La questione tocca problematiche di ampio respiro, di portata sistematica nell’ambito del diritto tributario. Si tratta infatti di definire i connotati tipici dei prelievi tributari, da un lato, e di individuare correttamente la fattispecie imponibile dell’IVA, anche sulla scorta della giurisprudenza UE, dall’altro.
L’ordinanza in esame lascia decisamente in ombra la seconda tematica, anche per la superficialità con cui ha affrontato la prima. Non è estranea a tale criticità la circostanza che la pronuncia non sia stata adottata dalla sezione tributaria della Corte di Cassazione, bensì dalla sezione civile, che non sempre “maneggia” le questioni fiscali con sufficiente padronanza. Affermare in modo tranciante che il mero fatto che la TIA2 è stata dichiarata d’imperio entrata non tributaria (ex art. 14, d.l. n. 78/2010), di per sé, comporta che “non è più dato interrogarsi sulla natura di corrispettivo” della TIA2 è giuridicamente (e profondamente) errato, oltre che apertamente contrario al buon senso. È come se la TARI classica diventasse un corrispettivo di diritto privato con la semplice adozione di una disposizione legislativa. In realtà, la denominazione utilizzata dal legislatore, come insegna la Consulta (sentenza n. 238/2009), costituisce un indizio della natura giuridica dell’entrata al quale tuttavia deve corrispondere l’effettiva disciplina applicativa. Nel caso che ci occupa, la TIA2 è stata istituita dalla generalità dei comuni sulla base del d.P.R. n. 158/1999, ovverosia il medesimo regolamento che reggeva la TIA1 (art. 49, d.lgs. n. 22/1997). Non ci vuole molta fantasia o sapere giuridico-tributario per arrivare alla conclusione che non può accadere che il medesimo prelievo cambi natura solo cambiando etichetta, senza che nulla sia modificato sotto il profilo sostanziale.

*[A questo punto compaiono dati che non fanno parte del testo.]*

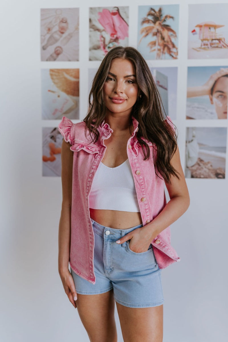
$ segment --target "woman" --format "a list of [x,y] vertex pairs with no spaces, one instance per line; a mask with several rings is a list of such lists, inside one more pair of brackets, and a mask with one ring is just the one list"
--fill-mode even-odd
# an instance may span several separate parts
[[179,260],[169,226],[189,201],[173,126],[133,48],[107,54],[89,102],[83,122],[59,126],[60,276],[91,341],[117,341],[115,300],[125,342],[160,342],[161,269]]
[[202,86],[188,87],[187,97],[205,95],[209,96],[211,104],[214,105],[218,119],[227,119],[228,68],[221,68],[211,75]]

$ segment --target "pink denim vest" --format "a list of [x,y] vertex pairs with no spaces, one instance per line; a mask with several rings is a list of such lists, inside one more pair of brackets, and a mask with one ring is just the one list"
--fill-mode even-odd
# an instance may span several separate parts
[[[168,118],[167,122],[172,126]],[[127,153],[144,226],[156,217],[166,204],[164,183],[155,173],[152,143],[147,142],[151,149],[150,156],[148,160],[143,160],[142,149],[135,135],[138,122],[134,118],[133,120],[134,131],[128,142]],[[70,149],[74,152],[70,264],[76,274],[95,284],[94,237],[89,198],[94,174],[105,152],[104,140],[109,138],[113,131],[103,122],[98,128],[98,140],[93,143],[88,132],[85,136],[84,129],[84,122],[73,123],[65,117],[58,125],[59,131],[65,141],[70,143]],[[169,227],[151,243],[159,268],[164,268],[175,261],[180,261],[170,244]]]

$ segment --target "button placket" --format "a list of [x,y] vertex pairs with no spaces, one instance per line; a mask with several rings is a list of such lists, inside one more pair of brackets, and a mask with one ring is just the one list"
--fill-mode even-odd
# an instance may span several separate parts
[[[121,237],[123,237],[125,235],[125,232],[124,232],[123,231],[121,231]],[[126,247],[126,241],[124,241],[124,242],[123,242],[122,244],[122,247]]]

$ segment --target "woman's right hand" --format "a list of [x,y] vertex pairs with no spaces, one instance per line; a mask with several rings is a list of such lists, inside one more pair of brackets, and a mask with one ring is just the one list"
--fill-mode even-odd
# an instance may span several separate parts
[[59,273],[65,292],[70,302],[76,308],[77,306],[76,301],[77,300],[78,296],[73,277],[68,269],[64,271],[59,271]]
[[209,79],[202,86],[206,90],[206,94],[205,95],[210,95],[211,89],[215,82],[218,79],[224,76],[224,75],[227,75],[227,74],[228,74],[228,68],[221,68],[219,70],[218,70],[216,73],[211,75]]
[[228,68],[221,68],[219,70],[211,75],[209,79],[202,86],[188,87],[187,97],[195,97],[204,95],[210,95],[211,89],[215,82],[222,76],[228,74]]

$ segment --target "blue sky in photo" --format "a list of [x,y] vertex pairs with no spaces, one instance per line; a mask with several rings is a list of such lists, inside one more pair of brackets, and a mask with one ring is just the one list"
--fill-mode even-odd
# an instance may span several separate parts
[[[216,29],[218,34],[222,35],[226,40],[228,39],[227,14],[228,3],[199,4],[189,5],[188,6],[188,40],[191,41],[200,42],[199,39],[199,27],[196,25],[205,22],[214,22],[219,25],[224,25],[223,27]],[[191,33],[195,29],[197,35]]]
[[[160,7],[162,8],[163,15],[166,14],[170,14],[174,17],[174,19],[172,19],[166,20],[165,24],[170,25],[173,30],[176,33],[177,38],[176,39],[172,39],[175,45],[178,48],[178,36],[179,27],[179,5],[151,5],[150,6],[138,6],[138,48],[139,50],[143,55],[145,59],[147,60],[155,59],[155,52],[150,52],[150,48],[148,47],[147,44],[152,40],[155,40],[155,37],[152,37],[151,35],[149,35],[145,38],[144,38],[142,40],[140,44],[138,43],[141,38],[143,36],[140,35],[139,32],[141,29],[144,26],[148,26],[148,24],[144,24],[143,26],[141,25],[141,22],[143,18],[146,17],[146,15],[150,8],[152,8],[157,11]],[[167,54],[165,54],[165,59],[172,59]]]

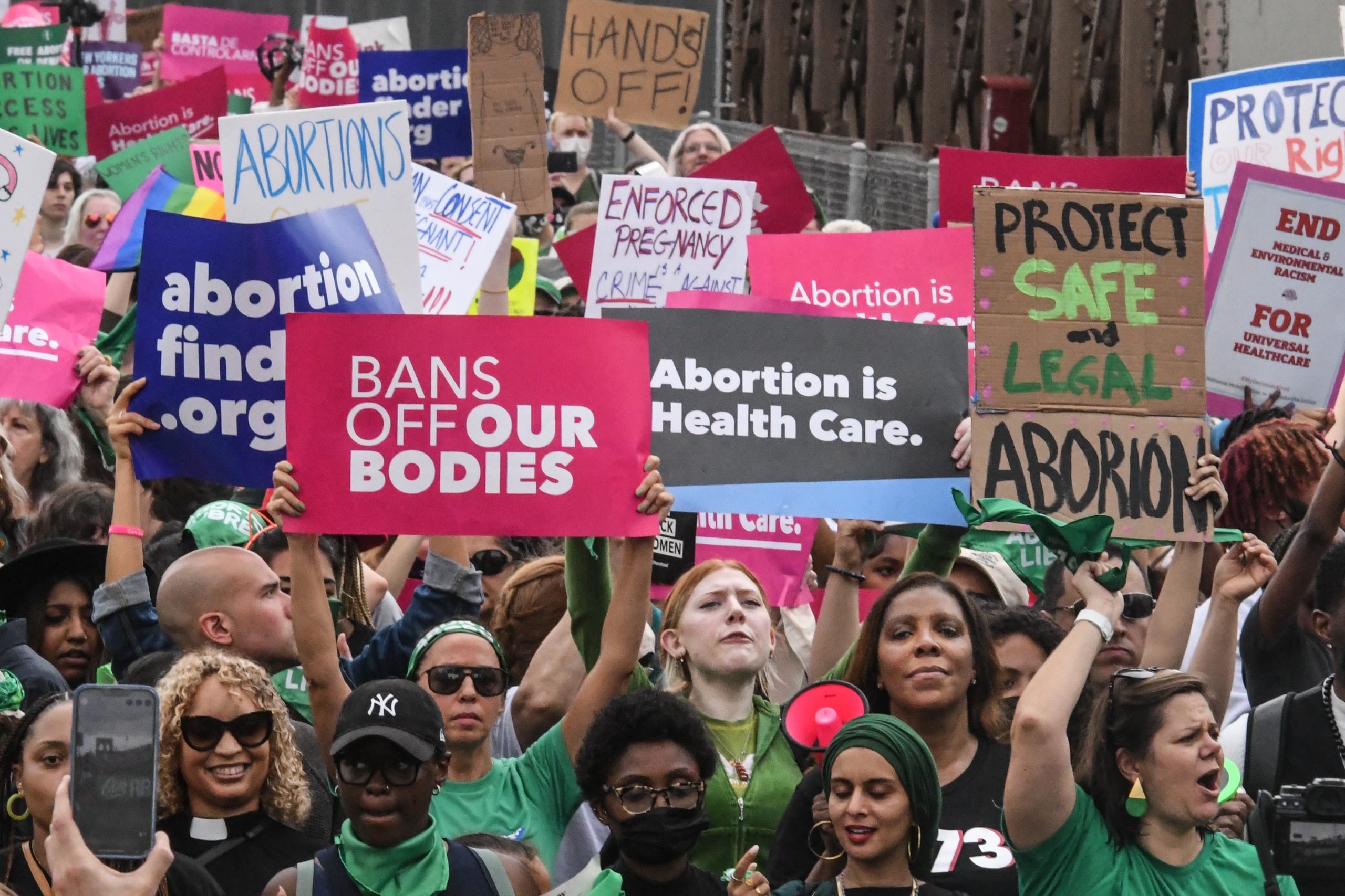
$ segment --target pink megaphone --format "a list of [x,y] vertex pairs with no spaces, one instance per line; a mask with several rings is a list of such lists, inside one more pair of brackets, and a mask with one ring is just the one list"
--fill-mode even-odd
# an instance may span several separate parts
[[846,681],[819,681],[794,695],[781,713],[785,739],[819,756],[841,727],[869,712],[863,692]]

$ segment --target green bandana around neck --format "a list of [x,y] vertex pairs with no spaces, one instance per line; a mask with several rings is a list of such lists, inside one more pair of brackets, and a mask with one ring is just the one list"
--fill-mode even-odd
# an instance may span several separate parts
[[432,896],[448,887],[448,850],[433,819],[410,840],[379,849],[360,841],[347,818],[336,836],[336,854],[369,896]]

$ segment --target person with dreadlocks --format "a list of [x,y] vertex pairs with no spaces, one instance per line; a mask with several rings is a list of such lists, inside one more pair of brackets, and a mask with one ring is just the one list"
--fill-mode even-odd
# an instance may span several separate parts
[[1270,420],[1224,449],[1228,505],[1219,524],[1267,544],[1303,519],[1330,455],[1310,423]]
[[[28,709],[0,752],[0,767],[8,770],[0,789],[0,798],[4,799],[4,813],[0,814],[0,883],[19,896],[51,896],[52,892],[52,856],[47,852],[47,840],[58,789],[70,774],[73,711],[70,693],[43,697]],[[31,821],[31,838],[22,838],[17,830],[22,821]],[[109,864],[120,870],[130,868],[121,862]],[[223,896],[223,891],[199,864],[186,856],[175,856],[159,884],[157,896]]]
[[[1276,556],[1283,557],[1289,541],[1303,536],[1280,539],[1280,535],[1303,520],[1329,462],[1330,453],[1310,423],[1271,420],[1254,427],[1224,451],[1228,506],[1220,525],[1255,532],[1272,545],[1278,543]],[[1298,584],[1291,586],[1286,576],[1271,579],[1247,611],[1237,646],[1252,707],[1302,690],[1330,673],[1330,652],[1313,631],[1307,584],[1337,528],[1338,523],[1333,523],[1329,532],[1314,529],[1311,568]]]

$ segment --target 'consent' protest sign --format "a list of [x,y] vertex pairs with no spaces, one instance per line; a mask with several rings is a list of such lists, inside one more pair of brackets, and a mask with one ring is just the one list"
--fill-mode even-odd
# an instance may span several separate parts
[[[288,528],[656,535],[643,324],[296,314]],[[557,371],[565,371],[557,376]]]

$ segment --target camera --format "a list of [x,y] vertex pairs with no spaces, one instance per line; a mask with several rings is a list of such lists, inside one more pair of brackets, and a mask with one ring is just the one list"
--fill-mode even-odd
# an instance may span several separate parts
[[[1256,811],[1264,813],[1278,873],[1310,880],[1345,873],[1345,779],[1284,785],[1274,797],[1262,791]],[[1254,841],[1256,832],[1252,825]]]
[[91,28],[102,21],[102,9],[91,0],[42,0],[44,7],[58,7],[61,20],[70,23],[71,28]]

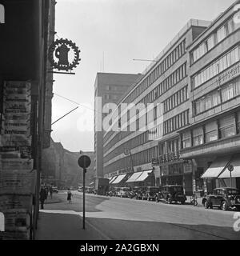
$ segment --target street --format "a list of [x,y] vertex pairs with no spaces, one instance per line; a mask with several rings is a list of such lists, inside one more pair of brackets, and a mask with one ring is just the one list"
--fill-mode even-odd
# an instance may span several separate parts
[[[74,239],[80,240],[82,238],[78,237],[78,232],[82,232],[82,220],[79,218],[78,222],[76,218],[79,218],[79,214],[82,216],[82,193],[74,191],[73,194],[72,203],[68,203],[66,193],[59,191],[56,197],[62,202],[45,205],[41,214],[49,215],[53,222],[54,216],[68,214],[66,223],[62,230],[60,226],[63,224],[58,223],[59,232],[68,234],[79,224]],[[99,234],[98,238],[101,237],[102,239],[240,239],[240,231],[234,230],[234,223],[237,221],[234,214],[236,213],[218,209],[206,210],[202,206],[168,205],[165,202],[86,194],[86,230],[90,226]],[[74,223],[71,222],[74,218]],[[64,234],[53,234],[50,232],[51,227],[47,228],[50,230],[45,230],[45,239],[64,239]],[[91,239],[91,237],[85,238]]]

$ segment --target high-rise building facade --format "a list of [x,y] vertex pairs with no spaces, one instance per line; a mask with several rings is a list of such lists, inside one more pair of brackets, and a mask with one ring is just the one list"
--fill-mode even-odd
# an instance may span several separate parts
[[103,177],[103,129],[102,121],[107,113],[102,108],[108,103],[117,103],[134,84],[141,74],[98,73],[94,84],[94,175]]
[[[190,122],[186,49],[209,25],[190,20],[122,98],[115,110],[118,115],[114,114],[104,134],[106,176],[152,170],[154,184],[149,186],[184,183],[189,163],[179,159],[178,131]],[[185,188],[192,190],[190,185]]]
[[190,116],[180,133],[180,156],[194,163],[197,191],[240,187],[239,3],[222,13],[188,49]]

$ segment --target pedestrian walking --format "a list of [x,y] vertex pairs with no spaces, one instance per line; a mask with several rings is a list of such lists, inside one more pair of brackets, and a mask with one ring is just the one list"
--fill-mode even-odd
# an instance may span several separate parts
[[67,198],[66,200],[68,201],[69,203],[72,202],[72,199],[71,199],[71,197],[72,197],[72,192],[70,191],[70,189],[67,190]]
[[40,190],[40,198],[39,198],[39,200],[40,200],[40,202],[41,202],[41,209],[44,209],[44,202],[46,198],[46,190],[43,186],[41,187],[41,190]]

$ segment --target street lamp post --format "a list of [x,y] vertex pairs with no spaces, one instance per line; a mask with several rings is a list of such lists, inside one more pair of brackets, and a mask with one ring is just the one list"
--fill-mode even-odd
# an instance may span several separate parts
[[78,166],[83,169],[83,198],[82,198],[82,229],[85,230],[85,177],[86,173],[86,168],[91,164],[91,160],[87,155],[82,155],[78,160]]

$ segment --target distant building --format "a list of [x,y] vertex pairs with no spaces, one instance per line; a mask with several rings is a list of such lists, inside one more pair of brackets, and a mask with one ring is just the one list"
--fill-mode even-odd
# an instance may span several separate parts
[[[136,82],[141,74],[98,73],[94,84],[94,173],[95,177],[103,178],[103,134],[102,106],[106,103],[117,103],[130,86]],[[97,98],[102,102],[98,106]]]

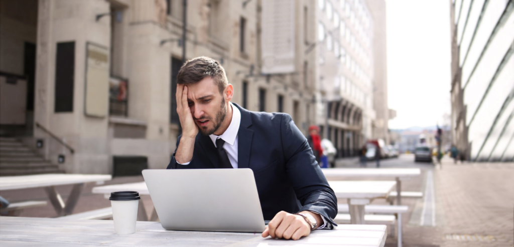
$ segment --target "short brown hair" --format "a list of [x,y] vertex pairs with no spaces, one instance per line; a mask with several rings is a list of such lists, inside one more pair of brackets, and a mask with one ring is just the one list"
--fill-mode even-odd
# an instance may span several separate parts
[[228,85],[225,69],[217,61],[207,56],[195,58],[182,65],[177,75],[177,83],[195,84],[207,77],[214,80],[219,93],[223,93]]

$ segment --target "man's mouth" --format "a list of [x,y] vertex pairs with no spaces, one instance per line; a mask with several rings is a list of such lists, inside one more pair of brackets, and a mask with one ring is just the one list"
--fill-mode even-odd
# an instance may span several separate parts
[[198,124],[198,126],[200,127],[203,127],[207,125],[209,123],[209,120],[196,120],[196,123]]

Per questo motivo, si è dell’avviso che la questione dovrà essere rimeditata con maggiore attenzione dai giudici di vertice. Non si può escludere a questo punto un nuovo intervento della stessa Corte Costituzionale volto a scrutinare la ragionevolezza della disposizione interpretativa del suddetto d.l. n. 78/2010. In conclusione, la sensazione è che il problema sia ancora lontano da una soluzione stabile.